Il a sa fonction première, utilitaire : sur ce bureau écrivent les différents personnages, romanciers ou poètes. Mais c’est aussi un objet – témoin d’une histoire terrible, celle de la spoliation des Juifs en Hongrie et ailleurs par les Nazis, un objet lié à la mort, celle du père de l’antiquaire qui consacre sa vie à la récupération des biens volés par ces derniers, celle de Lotte la poétesse de Londres, celle du jeune poète chilien Daniel Varsky assassiné sous Pinochet.

Ce meuble écrase aussi les vivants, les paralyse, car trop chargé de passé. Dans la « Grande Maison », nom métaphorique donné par les Hébreux à la ville de Jérusalem, comme le révèle la romancière elle-même, les objets outre le bureau, ont une grande importance et l’auteure s’attache à décrire minutieusement les lieux de vie, les appartements, les maisons où vivent ou tentent de survivre les personnages. Eux sont enfermés en eux-mêmes, communiquent difficilement avec les autres : la solitude, le non-partage, la perte, le deuil sont leur lot.
Cette solitude revêt des formes différentes pour chacun, que ce soit celle mal assumée de Nadia l’écrivaine de New- York, celle d’Aaron l’Israélien qui à Jérusalem tente désespérément de renouer des liens avec son fils (c’est l’histoire qui m’a le plus touchée), celle d’un mari qui à Londres découvre sur le tard que sa femme Lotte lui a caché des pans entiers de sa vie, celle enfin d’Isabel jeune étudiante à Oxford, amoureuse de Yoav, prisonnier d’un père trop obsédé par son propre passé pour pouvoir en libérer ses enfants.

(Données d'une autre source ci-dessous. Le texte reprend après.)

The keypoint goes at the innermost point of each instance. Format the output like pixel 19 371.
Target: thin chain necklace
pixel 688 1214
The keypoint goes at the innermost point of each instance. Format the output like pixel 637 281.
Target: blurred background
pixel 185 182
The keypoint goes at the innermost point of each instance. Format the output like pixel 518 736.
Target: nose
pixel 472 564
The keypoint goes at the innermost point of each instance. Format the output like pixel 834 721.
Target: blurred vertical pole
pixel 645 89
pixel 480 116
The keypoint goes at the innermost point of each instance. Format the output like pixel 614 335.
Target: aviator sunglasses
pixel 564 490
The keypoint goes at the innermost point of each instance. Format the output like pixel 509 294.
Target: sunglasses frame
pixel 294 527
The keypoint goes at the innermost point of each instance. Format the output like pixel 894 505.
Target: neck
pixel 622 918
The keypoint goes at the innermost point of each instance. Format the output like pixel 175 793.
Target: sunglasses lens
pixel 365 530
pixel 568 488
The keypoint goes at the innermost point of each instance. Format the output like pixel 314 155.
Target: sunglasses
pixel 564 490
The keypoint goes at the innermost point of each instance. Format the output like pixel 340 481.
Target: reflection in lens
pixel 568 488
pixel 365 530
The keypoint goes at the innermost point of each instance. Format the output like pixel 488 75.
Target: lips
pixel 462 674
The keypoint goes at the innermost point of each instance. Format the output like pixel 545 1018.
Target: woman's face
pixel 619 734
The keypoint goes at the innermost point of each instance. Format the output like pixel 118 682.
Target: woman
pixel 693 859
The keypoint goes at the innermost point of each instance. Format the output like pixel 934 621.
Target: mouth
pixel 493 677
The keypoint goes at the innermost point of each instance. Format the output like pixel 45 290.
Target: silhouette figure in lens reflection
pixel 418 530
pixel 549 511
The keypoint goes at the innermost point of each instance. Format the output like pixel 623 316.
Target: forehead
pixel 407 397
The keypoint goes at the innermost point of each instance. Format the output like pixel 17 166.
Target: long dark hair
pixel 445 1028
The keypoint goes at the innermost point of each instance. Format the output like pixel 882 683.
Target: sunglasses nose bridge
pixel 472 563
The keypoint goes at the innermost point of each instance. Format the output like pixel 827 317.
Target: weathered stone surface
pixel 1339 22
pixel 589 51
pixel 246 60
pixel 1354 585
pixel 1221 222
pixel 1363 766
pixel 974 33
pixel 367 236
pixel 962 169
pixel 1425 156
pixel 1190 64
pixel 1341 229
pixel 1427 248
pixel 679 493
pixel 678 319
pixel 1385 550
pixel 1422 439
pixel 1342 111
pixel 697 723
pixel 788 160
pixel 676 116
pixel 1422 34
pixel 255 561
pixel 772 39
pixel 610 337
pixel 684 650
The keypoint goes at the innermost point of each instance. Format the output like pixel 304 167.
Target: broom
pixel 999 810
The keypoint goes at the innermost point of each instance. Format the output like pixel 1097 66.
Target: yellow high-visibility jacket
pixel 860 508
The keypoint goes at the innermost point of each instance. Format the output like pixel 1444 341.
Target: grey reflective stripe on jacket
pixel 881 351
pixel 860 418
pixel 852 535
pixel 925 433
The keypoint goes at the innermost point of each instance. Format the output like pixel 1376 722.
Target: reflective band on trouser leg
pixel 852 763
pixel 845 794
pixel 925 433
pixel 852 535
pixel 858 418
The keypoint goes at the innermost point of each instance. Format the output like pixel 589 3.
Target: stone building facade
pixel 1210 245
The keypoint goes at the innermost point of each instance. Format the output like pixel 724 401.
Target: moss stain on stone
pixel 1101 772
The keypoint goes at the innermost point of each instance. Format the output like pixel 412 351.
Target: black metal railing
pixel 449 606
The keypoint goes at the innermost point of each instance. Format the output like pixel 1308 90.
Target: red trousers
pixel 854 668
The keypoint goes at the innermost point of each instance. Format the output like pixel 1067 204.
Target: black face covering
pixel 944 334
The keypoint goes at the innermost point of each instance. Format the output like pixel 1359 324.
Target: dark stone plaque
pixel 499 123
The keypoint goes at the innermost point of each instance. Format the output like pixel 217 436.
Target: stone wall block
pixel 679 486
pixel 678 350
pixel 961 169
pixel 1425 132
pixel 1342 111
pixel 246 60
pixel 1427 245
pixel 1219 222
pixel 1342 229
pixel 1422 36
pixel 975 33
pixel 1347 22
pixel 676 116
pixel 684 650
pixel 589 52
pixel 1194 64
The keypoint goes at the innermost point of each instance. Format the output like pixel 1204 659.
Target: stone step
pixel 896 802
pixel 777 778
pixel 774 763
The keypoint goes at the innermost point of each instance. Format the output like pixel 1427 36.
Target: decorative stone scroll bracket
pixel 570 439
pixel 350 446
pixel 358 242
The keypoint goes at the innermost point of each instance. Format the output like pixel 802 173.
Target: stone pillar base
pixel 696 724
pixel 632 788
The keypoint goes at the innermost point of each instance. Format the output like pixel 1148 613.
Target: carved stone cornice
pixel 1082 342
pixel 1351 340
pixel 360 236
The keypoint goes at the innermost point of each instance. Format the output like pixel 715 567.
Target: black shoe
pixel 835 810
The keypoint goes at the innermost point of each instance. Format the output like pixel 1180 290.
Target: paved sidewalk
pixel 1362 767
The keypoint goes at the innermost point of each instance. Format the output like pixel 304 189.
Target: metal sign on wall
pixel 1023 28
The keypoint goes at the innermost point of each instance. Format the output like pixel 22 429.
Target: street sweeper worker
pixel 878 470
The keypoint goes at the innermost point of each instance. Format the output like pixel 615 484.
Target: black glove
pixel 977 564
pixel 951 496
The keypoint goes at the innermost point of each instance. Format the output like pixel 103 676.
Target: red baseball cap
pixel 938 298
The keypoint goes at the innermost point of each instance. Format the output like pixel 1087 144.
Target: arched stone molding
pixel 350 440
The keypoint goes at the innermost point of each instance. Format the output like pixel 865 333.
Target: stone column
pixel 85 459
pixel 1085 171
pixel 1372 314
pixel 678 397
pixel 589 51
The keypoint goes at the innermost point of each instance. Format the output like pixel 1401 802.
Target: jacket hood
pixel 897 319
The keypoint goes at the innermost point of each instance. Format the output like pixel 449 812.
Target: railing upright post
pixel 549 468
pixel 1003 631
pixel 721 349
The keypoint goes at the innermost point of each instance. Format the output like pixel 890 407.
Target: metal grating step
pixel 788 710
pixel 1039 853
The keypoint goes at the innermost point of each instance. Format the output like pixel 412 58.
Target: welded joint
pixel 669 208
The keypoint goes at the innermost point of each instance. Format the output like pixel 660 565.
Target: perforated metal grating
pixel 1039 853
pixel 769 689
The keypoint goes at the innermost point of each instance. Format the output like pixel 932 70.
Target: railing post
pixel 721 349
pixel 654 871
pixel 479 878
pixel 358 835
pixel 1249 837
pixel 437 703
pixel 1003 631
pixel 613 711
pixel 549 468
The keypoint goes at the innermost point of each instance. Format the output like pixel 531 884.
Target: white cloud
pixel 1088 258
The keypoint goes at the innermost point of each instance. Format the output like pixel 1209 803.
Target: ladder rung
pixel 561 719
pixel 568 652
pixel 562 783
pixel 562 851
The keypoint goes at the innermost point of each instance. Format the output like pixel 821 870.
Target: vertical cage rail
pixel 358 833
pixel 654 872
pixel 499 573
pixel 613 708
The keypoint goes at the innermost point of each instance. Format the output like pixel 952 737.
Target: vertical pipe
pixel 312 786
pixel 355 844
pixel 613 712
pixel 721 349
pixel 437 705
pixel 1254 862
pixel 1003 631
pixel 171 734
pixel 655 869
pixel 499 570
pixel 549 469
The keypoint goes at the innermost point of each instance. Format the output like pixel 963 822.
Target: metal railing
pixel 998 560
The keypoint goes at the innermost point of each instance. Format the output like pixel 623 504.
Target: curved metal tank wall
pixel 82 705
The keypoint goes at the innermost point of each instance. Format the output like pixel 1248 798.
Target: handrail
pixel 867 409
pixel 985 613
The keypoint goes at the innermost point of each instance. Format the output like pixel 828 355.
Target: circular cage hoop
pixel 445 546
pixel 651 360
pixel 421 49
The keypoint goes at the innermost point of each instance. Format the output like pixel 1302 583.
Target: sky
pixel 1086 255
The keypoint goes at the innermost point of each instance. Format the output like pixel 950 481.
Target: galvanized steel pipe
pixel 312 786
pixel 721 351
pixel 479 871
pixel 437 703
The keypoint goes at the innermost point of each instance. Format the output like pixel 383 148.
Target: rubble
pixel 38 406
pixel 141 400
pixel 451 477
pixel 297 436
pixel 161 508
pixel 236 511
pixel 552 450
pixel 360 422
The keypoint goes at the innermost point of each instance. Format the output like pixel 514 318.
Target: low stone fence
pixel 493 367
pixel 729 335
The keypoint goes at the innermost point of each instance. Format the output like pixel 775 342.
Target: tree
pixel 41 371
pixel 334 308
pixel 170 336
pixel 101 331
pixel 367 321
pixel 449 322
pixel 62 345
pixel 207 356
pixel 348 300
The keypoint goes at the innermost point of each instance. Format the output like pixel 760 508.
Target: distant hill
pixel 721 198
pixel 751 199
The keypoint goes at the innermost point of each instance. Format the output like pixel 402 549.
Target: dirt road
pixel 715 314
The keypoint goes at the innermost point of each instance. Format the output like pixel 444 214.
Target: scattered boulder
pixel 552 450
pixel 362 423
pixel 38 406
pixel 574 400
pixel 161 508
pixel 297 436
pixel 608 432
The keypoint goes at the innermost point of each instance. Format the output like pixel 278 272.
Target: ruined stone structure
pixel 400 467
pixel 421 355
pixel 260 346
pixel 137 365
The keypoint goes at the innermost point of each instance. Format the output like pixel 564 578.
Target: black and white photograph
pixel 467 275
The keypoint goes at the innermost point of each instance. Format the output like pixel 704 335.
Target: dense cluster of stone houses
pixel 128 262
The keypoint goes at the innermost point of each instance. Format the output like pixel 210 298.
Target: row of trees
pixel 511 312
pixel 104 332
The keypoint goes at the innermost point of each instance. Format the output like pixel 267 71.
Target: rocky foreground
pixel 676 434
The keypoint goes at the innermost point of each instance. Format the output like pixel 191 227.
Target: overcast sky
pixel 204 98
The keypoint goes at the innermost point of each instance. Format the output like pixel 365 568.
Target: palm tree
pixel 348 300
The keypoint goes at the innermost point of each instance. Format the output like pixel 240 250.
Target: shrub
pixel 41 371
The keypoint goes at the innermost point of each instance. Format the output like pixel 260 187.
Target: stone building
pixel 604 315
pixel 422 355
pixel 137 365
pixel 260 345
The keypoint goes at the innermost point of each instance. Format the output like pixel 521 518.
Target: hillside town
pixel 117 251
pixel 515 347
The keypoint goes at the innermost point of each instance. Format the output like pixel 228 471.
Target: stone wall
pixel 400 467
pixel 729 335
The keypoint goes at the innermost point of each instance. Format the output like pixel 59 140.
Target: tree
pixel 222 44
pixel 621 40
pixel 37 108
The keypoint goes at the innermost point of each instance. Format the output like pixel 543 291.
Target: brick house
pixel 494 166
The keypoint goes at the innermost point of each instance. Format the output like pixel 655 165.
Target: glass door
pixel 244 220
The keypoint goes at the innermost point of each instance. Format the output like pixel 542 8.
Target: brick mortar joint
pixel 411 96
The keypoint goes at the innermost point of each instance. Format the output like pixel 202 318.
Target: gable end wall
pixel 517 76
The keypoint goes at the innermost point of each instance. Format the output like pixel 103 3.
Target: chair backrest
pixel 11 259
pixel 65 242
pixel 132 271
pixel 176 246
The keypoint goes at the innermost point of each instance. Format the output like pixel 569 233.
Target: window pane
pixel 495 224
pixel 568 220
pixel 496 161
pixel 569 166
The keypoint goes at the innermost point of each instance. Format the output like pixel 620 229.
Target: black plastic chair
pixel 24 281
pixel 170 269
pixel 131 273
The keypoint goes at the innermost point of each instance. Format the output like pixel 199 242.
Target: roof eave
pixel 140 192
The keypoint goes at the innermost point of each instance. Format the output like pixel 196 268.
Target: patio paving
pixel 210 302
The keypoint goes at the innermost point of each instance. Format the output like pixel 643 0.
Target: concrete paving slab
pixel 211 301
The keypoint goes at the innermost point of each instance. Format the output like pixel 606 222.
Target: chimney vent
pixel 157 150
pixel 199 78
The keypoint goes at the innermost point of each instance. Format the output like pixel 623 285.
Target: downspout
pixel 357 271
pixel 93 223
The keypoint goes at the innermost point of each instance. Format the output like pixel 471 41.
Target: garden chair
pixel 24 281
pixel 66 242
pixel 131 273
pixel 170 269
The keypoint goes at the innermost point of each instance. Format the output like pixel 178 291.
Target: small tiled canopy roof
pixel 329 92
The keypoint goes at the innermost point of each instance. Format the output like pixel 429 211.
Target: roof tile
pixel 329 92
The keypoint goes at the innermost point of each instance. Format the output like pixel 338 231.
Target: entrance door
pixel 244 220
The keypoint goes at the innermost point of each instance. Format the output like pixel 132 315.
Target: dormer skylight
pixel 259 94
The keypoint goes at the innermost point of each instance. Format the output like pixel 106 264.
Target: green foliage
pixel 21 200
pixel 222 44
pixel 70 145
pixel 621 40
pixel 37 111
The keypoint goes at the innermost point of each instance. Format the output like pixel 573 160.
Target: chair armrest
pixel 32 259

On sent dans ce roman très maîtrisé, puissant et envoûtant, difficile à résumer, tout le poids de l’Histoire et de la mémoire, mais aussi l’importance de la transmission. Les quatre récits éclatés se recomposent plus ou moins à la fin, sans s’emboîter complètement comme dans un puzzle. L’auteure sait laisser une part de mystère au lecteur. Bref, un grand roman.

Marimile

Extrait :

Elle vivait seule avec le bureau quand je fis sa connaissance, dis-je à mi-voix. Il la dominait et occupait la moitié de la pièce. Weisz inclina la tête, ses yeux noirs et lisses étincelèrent : lui aussi le voyait se dresser devant lui. Lentement, comme à l’encre noire, avec des lignes simples, je lui dessinai un portrait du bureau et de la pièce sur laquelle il régnait. Et tandis que je parlai, quelque chose se passa. Je percevais quelque chose qui planait à la lisière de mon entendement et que la présence de Weisz rendait plus proche, quelque chose que je devinais mais que je ne pouvais vraiment saisir. Il aspirait l’air autour de lui, chuchotai-je, m’efforçant d’accéder à une compréhension juste hors de ma portée. Nous vivions dans son ombre. C’était comme si elle m’avait été prêtée des profondeurs des ténèbres, dis-je, auxquelles elle appartiendrait toujours. Comme si… et à cet instant, un éclair incandescent brilla en moi, et lorsqu’il s’éteignit et que tout redevint noir, je ressentis le soudain apaisement de la lucidité. On eût dit que la mort elle-même vivait dans cette pièce minuscule avec nous, menaçant de nous écraser, murmurai-je. La mort qui investissait tous les coins de cette pièce et nous laissait si peu d’espace.

La grande maison
La grande maison de Nicole Krauss - Éditions de L'Olivier - 334 pages
Traduit de l'anglais par Paule Guivarch.